Commons Place rents each desk for $350 a month with wi-fi, meeting room credits, a locker and outdoor meeting spaces. Meeting rooms are offered from $40 per hour, and a 10-day pass is available for $400, according to Schofield.
She said the response has been “very positive,” with the Moraga Chamber of Commerce supporting the venture.
Schofield said that because of Commons Place, she has discovered a “hidden Moraga,” which she described as a group of people working in isolation, including work-at-home parents and satellite employees for South Bay companies.
“Taking the step out to make Commons Place available has helped us connect and bring people out,” she said. “It’s been a positive experience.”
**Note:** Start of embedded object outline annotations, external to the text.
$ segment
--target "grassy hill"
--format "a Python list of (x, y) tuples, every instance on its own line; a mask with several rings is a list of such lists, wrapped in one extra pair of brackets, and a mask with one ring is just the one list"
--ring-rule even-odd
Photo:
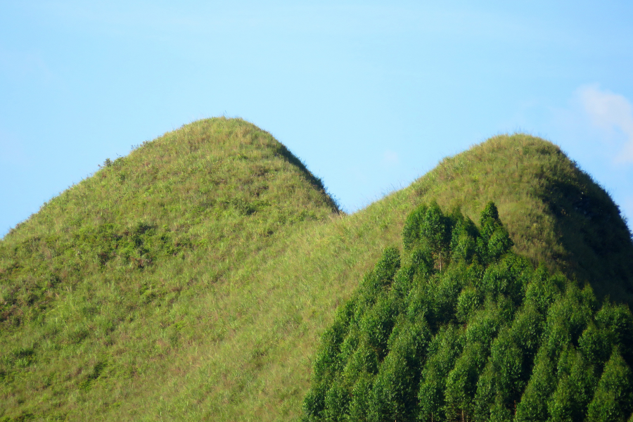
[(202, 120), (0, 241), (0, 418), (296, 418), (336, 307), (432, 200), (475, 221), (494, 200), (517, 252), (633, 298), (617, 206), (549, 142), (493, 138), (345, 215), (269, 134)]

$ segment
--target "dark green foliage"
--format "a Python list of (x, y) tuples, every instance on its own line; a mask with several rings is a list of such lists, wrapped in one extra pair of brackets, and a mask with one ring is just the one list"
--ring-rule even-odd
[(631, 403), (633, 316), (535, 269), (492, 203), (480, 226), (411, 212), (324, 333), (312, 421), (615, 421)]
[(631, 369), (614, 350), (598, 383), (589, 405), (587, 420), (592, 421), (626, 421), (633, 409)]

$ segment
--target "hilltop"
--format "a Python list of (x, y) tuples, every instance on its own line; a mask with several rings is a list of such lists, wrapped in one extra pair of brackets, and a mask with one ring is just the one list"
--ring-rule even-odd
[(107, 160), (0, 242), (0, 417), (297, 417), (319, 335), (433, 200), (475, 221), (493, 200), (516, 252), (633, 298), (617, 205), (549, 142), (494, 137), (345, 215), (269, 134), (202, 120)]

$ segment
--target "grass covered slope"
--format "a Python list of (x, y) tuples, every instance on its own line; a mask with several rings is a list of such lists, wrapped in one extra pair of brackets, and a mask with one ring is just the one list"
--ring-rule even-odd
[(631, 253), (617, 207), (557, 151), (530, 136), (495, 138), (343, 215), (250, 124), (213, 119), (167, 134), (0, 242), (0, 417), (295, 419), (321, 333), (420, 203), (459, 205), (476, 221), (494, 200), (514, 250), (573, 273), (544, 199), (576, 174), (582, 191), (611, 204), (601, 229), (622, 241), (613, 253)]
[(0, 412), (83, 418), (143, 397), (165, 359), (226, 335), (196, 299), (337, 212), (296, 158), (239, 120), (107, 160), (0, 243)]
[(474, 221), (494, 201), (517, 252), (590, 282), (600, 298), (633, 302), (633, 243), (619, 208), (553, 143), (496, 136), (445, 159), (412, 187)]

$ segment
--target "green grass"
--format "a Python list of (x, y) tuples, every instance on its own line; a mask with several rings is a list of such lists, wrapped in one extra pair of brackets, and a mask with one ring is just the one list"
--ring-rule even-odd
[(431, 199), (475, 220), (494, 200), (517, 252), (630, 300), (617, 207), (526, 135), (350, 215), (241, 120), (106, 164), (0, 241), (0, 420), (296, 418), (336, 307)]

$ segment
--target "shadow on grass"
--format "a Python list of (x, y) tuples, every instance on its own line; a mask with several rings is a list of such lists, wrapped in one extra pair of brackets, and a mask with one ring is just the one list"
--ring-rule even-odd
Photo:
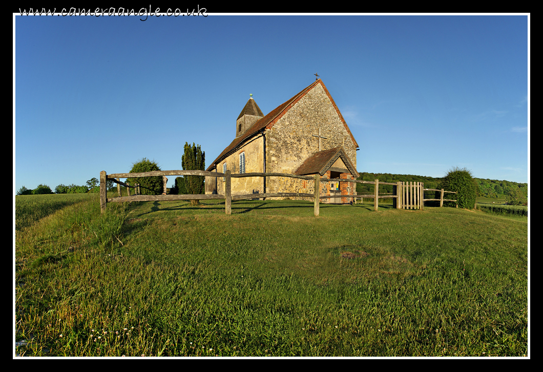
[[(144, 202), (144, 203), (145, 202)], [(141, 208), (143, 204), (134, 206), (136, 209)], [(239, 200), (232, 202), (232, 214), (241, 214), (249, 212), (261, 211), (279, 211), (280, 210), (294, 210), (296, 209), (301, 210), (310, 210), (314, 208), (313, 202), (302, 200)], [(332, 210), (337, 208), (353, 208), (354, 210), (373, 211), (372, 203), (368, 204), (336, 204), (321, 203), (319, 208), (321, 210)], [(144, 207), (142, 209), (144, 209)], [(393, 209), (392, 204), (379, 204), (380, 210), (388, 210)], [(153, 202), (153, 206), (147, 210), (137, 211), (137, 214), (140, 216), (152, 213), (157, 211), (194, 211), (200, 213), (224, 213), (225, 203), (224, 201), (200, 201), (198, 206), (192, 206), (190, 202), (176, 202), (172, 204), (170, 203), (160, 203), (158, 201)], [(312, 213), (310, 213), (312, 215)]]

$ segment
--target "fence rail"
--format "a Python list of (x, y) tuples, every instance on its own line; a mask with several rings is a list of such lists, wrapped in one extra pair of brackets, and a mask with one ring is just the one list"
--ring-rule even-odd
[[(166, 195), (166, 176), (203, 176), (207, 177), (224, 177), (225, 178), (225, 192), (224, 194), (192, 194), (182, 195)], [(132, 186), (128, 183), (122, 182), (120, 178), (140, 178), (145, 177), (162, 176), (164, 178), (164, 192), (161, 195), (142, 195), (138, 183)], [(264, 193), (262, 194), (245, 194), (232, 195), (231, 178), (242, 178), (245, 177), (287, 177), (301, 179), (314, 180), (314, 193), (308, 194), (304, 193)], [(117, 190), (118, 196), (108, 198), (107, 197), (107, 181), (110, 181), (117, 183)], [(342, 195), (320, 195), (320, 188), (317, 187), (321, 182), (352, 182), (353, 183), (365, 183), (375, 185), (373, 194), (356, 195), (347, 194)], [(380, 195), (378, 193), (379, 184), (393, 185), (394, 186), (393, 194)], [(358, 198), (370, 198), (374, 199), (374, 210), (377, 210), (378, 208), (378, 200), (380, 198), (393, 198), (394, 201), (394, 207), (397, 209), (424, 209), (424, 202), (430, 200), (440, 200), (440, 207), (443, 207), (443, 201), (449, 200), (443, 198), (444, 193), (454, 193), (454, 191), (446, 191), (443, 189), (424, 189), (424, 183), (407, 183), (398, 182), (394, 183), (390, 182), (380, 182), (378, 179), (375, 181), (362, 181), (359, 179), (348, 179), (346, 178), (321, 178), (318, 174), (314, 176), (299, 176), (286, 173), (244, 173), (232, 175), (230, 171), (227, 170), (225, 173), (218, 172), (208, 172), (203, 170), (158, 170), (151, 172), (142, 172), (138, 173), (113, 173), (107, 174), (105, 171), (100, 172), (100, 208), (102, 212), (105, 210), (108, 203), (123, 203), (135, 201), (156, 201), (161, 200), (205, 200), (213, 199), (225, 200), (225, 213), (230, 215), (231, 214), (232, 201), (243, 200), (245, 199), (254, 199), (267, 197), (302, 197), (313, 198), (314, 200), (314, 214), (315, 216), (319, 215), (319, 206), (321, 199), (327, 199), (337, 197), (352, 197), (356, 200)], [(121, 192), (121, 186), (127, 188), (128, 196), (122, 196)], [(135, 189), (136, 195), (130, 195), (130, 189)], [(441, 191), (440, 199), (424, 199), (424, 191), (435, 190)], [(450, 201), (456, 202), (456, 200)], [(457, 206), (458, 207), (458, 206)]]

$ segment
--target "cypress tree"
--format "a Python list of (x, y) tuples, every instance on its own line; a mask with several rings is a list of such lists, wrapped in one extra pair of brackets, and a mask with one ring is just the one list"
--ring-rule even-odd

She’s also finding the demographics of Moraga and the greater Lafayette-Orinda-Moraga area changing and transitioning from an older community with retirees to an increasing number of young families attracted to the area because of the locale and schools.
“A whole bunch of people in Moraga are doing wonderful things,” she said as part of her work for Viva Moraga. As an example, she pointed to Moraga-based Laughing Giraffe Organics, which specializes in organic, gluten-free snacks called Snakaroons and dried fruits. Laughing Giraffe Organics is housed in the same building as Commons Place, but the company is not part of the coworking space.
“Our goal is whoever goes to Commons Place outgrows us and moves on to bigger and better things,” Schofield said.